You had him pegged as a “Hamlet” guy, did you? Not so fast, buster.
In his program notes for “Noises Off,” Georgia Shakespeare Producing Artistic Director Richard Garner outs himself as a closeted comedy lover. That’s hardly news to anyone who’s been paying attention to his Oglethorpe University theater, where Joe Orton’s black comedies have played side-by-side with the Bard’s giddy romps.
Only now Garner is attempting to land the big one — Michael Frayn’s raucous send-up of the backstage peccadilloes of a third-rate English road company. With “Noises Off,” Frayn wickedly holds a mirror up to the theater, where the best drama often happens behind the curtain, where grandiose egos falter and flop, on lost lines, missed cues, romantic blow-ups and slippery sardines.
If you have never seen this farce-within-a-farce, in which director Lloyd Dallas (Chris Kayser) takes his low-brow bedroom comedy “Nothing On” on a tour of the provinces, it may take you a second to adjust to Frayn’s conceit. We get to see his acting company unravel in three acts. It's the same material with wildly differing variations: a frayed late-night rehearsal before the official opening; a backstage meltdown a few weeks later; and a final public humiliation in which the accumulated stress and bad behavior of the group threatens to bring the show to a halt. It’s difficult enough for these frazzled thesps to deal with the slamming doors, ringing telephones and lost trousers written into the script. Add lots of unscripted booze, a love triangle or two, a heaping pour of jealousy and revenge, and you get deliciously fizzy cocktail of slapstick and booby traps.

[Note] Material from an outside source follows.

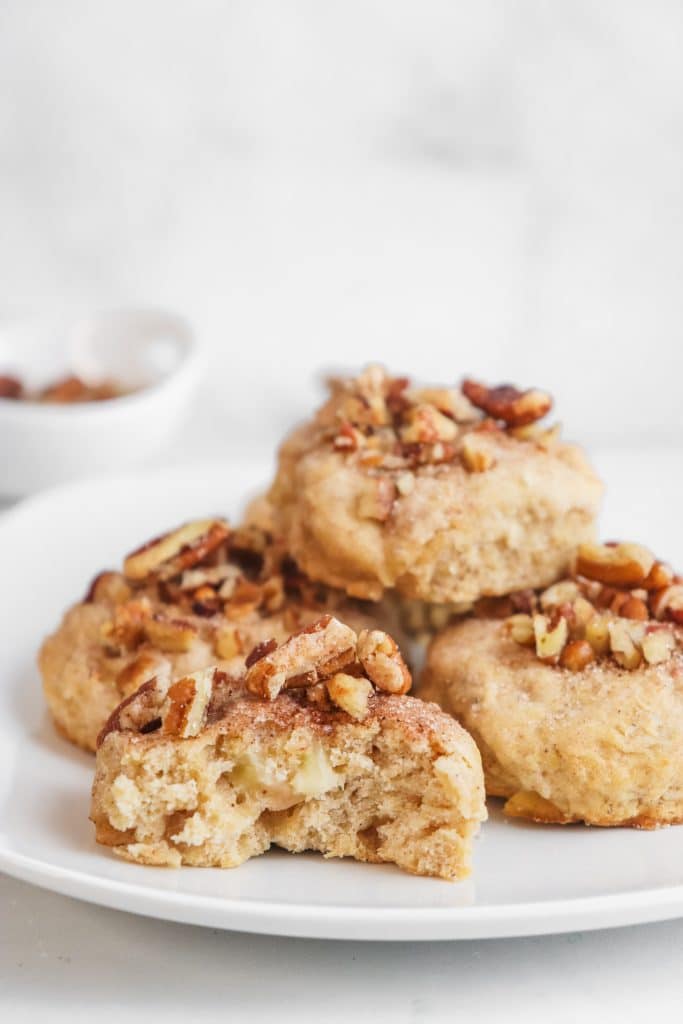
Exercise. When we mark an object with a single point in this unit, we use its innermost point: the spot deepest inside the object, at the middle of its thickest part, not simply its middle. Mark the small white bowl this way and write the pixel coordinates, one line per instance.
(41, 444)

As directed by Garner, the ensemble has a grand time with the physical comedy and scenery mastication. There are some wonderful performances here, but somewhere in the bedlam, the story — such as it is — gets lost. I’ve never seen such comedic haywire, never seen an actor take a fall like Joe Knezevich (as the enraged Garry Lejeune) does. But the carnage is born of the various relationships within this fictitious thespian troupe, and Garner’s group is in such a hurry to get on with the next pratfall that it’s easy for an audience member to miss crucial connections. Georgia Shakes has already opened and closed three productions this summer; so it’s understandable if time and energy is a little short. But this zany comedy requires the same care with accents and language as any other endeavor.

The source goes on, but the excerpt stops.